For instance in next move there is 15 possible boards in the next move there is 14 but they derive from those 15 boards, so is it $n!$ possible boards where $n$ is number of empty fields?
Game ends where: boards is full or there is n same figures in one line.
Edit2: If it is to hard can we estimate the order of magnitude? Limit from below and above(small o big O notation)?

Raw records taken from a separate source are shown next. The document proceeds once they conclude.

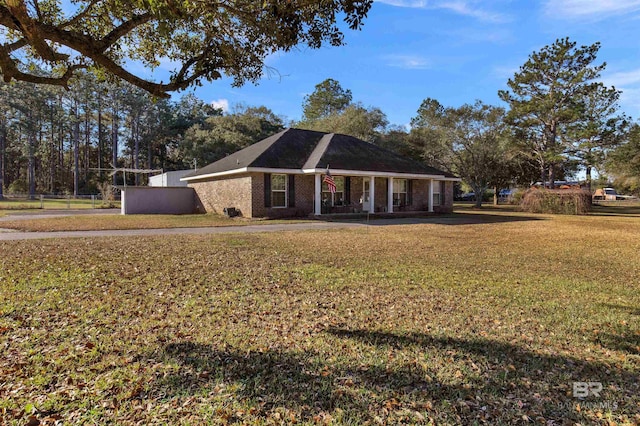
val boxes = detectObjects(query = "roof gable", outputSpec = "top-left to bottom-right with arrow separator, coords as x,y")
250,128 -> 325,169
307,133 -> 447,175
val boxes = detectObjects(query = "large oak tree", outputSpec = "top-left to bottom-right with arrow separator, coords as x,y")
0,0 -> 372,97
410,99 -> 512,208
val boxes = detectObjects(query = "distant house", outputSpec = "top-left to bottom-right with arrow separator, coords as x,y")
181,128 -> 459,218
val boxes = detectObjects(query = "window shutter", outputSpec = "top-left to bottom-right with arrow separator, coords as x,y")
407,179 -> 413,205
288,175 -> 295,207
264,174 -> 271,208
440,181 -> 445,205
344,177 -> 351,204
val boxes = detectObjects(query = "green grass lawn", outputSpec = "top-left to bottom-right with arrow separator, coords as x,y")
0,197 -> 119,212
1,211 -> 639,425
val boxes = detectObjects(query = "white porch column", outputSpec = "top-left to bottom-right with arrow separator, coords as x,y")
428,179 -> 434,212
314,173 -> 322,215
387,177 -> 394,213
370,176 -> 375,213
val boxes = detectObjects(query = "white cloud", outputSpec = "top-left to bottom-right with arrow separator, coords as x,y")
440,1 -> 509,23
602,68 -> 640,117
617,88 -> 640,117
603,68 -> 640,87
544,0 -> 640,20
210,98 -> 230,112
442,27 -> 513,44
156,57 -> 179,71
376,0 -> 511,23
491,64 -> 520,80
377,0 -> 428,6
383,54 -> 431,69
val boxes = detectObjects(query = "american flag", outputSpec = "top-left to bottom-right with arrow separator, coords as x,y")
323,167 -> 336,193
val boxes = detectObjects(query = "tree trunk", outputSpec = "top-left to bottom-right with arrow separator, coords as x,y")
28,132 -> 36,199
49,107 -> 55,192
98,102 -> 103,178
473,185 -> 483,208
147,140 -> 152,171
57,94 -> 64,187
493,185 -> 498,205
58,118 -> 64,187
549,124 -> 557,189
586,165 -> 592,192
0,124 -> 5,200
73,109 -> 80,197
111,107 -> 118,186
134,118 -> 140,186
84,112 -> 90,182
38,125 -> 44,193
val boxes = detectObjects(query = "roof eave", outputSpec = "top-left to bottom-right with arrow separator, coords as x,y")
181,166 -> 306,182
182,167 -> 461,182
302,168 -> 459,180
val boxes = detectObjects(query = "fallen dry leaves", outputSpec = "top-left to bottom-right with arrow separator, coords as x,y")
1,210 -> 639,424
0,213 -> 268,232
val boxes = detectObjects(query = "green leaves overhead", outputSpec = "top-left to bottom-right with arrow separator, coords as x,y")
0,0 -> 373,97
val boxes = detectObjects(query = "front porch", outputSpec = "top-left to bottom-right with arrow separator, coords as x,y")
318,202 -> 424,215
312,173 -> 447,216
310,210 -> 440,220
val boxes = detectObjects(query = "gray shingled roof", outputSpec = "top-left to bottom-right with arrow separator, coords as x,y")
183,128 -> 456,179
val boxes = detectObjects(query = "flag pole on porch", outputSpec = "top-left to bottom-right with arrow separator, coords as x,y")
323,165 -> 336,194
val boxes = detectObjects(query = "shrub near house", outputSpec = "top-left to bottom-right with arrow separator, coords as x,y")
520,188 -> 592,215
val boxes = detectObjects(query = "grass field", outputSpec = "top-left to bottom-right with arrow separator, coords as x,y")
1,211 -> 639,425
0,213 -> 261,231
0,197 -> 119,214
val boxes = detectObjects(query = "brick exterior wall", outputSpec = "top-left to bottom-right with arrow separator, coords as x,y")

Edit3 Estimation from above would be calculating all game states if we end the game when the board is full.
Best Answer
There's a total of $n^2$ places to fill. If cross starts then the number of crosses is $\tfrac{1}{2}n^2$ if $n$ is even, or $\frac{1}{2}(n^2+1)$ if $n$ is odd. The rest are circles, so the number of filled boards is $$\frac{(n^2)!}{\left(\left(\tfrac{n^2}{2}\right)!\right)^2}\qquad\text{or}\qquad\frac{(n^2)!}{\left(\frac{n^2-1}{2}\right)!\left(\frac{n^2+1}{2}\right)!},$$ depending on whether $n$ is even or odd. This is not a very sharp upper bound.
On the other hand, for a game to finish, cross must make at least $n$ moves, and hence circle must make at least $n-1$ moves. The number of ways to do so is $$\frac{(n^2)!}{n!(n-1)!(n-1)^2!},$$ so there are at least this many distinct ways to end, and this is not a very sharp lower bound.